CASA Function: mvresultant
Compute the resultant system of a system of multivariate polynomials.
Calling Sequence:
- r := mvresultant(repr,vars)
Parameters:
- repr : list(polynom(casaCoeffType, vars))
- list of polynomials in vars with (optional) parameters and coefficients of type casaCoeffType
- vars : list(name)
-
Result:
- r : list(polynom)
- the resultant system of the given system of multivariate polynomials
Description:
- The function computes the resultant system of a system of multivariate polynomials in order to set up conditions for their solvability as well as formulas for calculating their solutions.

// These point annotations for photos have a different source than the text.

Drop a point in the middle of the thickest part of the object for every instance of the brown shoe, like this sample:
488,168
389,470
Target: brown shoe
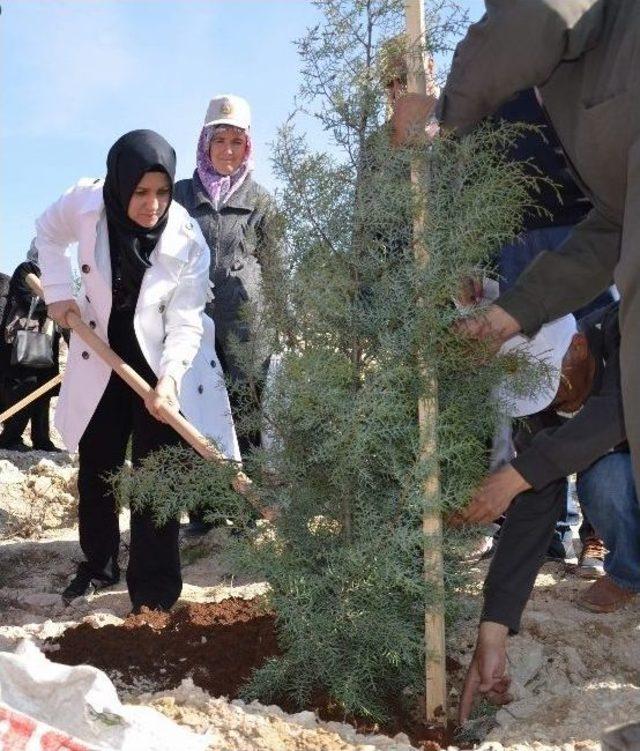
604,596
591,559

- The vanishing of the resultant system provides a solvability criterion for the existance of common solutions of the system (in projective space).
- We use the algorithm described in van der Waerden's Moderne Algebra, Springer-Verlag, 1994.
Examples:
> F1:=[x2^2+x1^2-1,x1*x2-1,x2^2 -x1]:
> mvresultant(F1,[x1,x2]);
> F2:=[v*x2^2+RootOf(x^3+1)*x1^2-1,x1*x2-1,x2^2 -x1]:
> mvresultant(F2,[x1,x2]);
> F3:=[x3-x1*x2-x2,x2*x3-x1,x1*x3-x2]:
> mvresultant(F3,[x1]);
> mvresultant(F3,[x1,x2]);
See Also:
[CASA]
[[resultant]]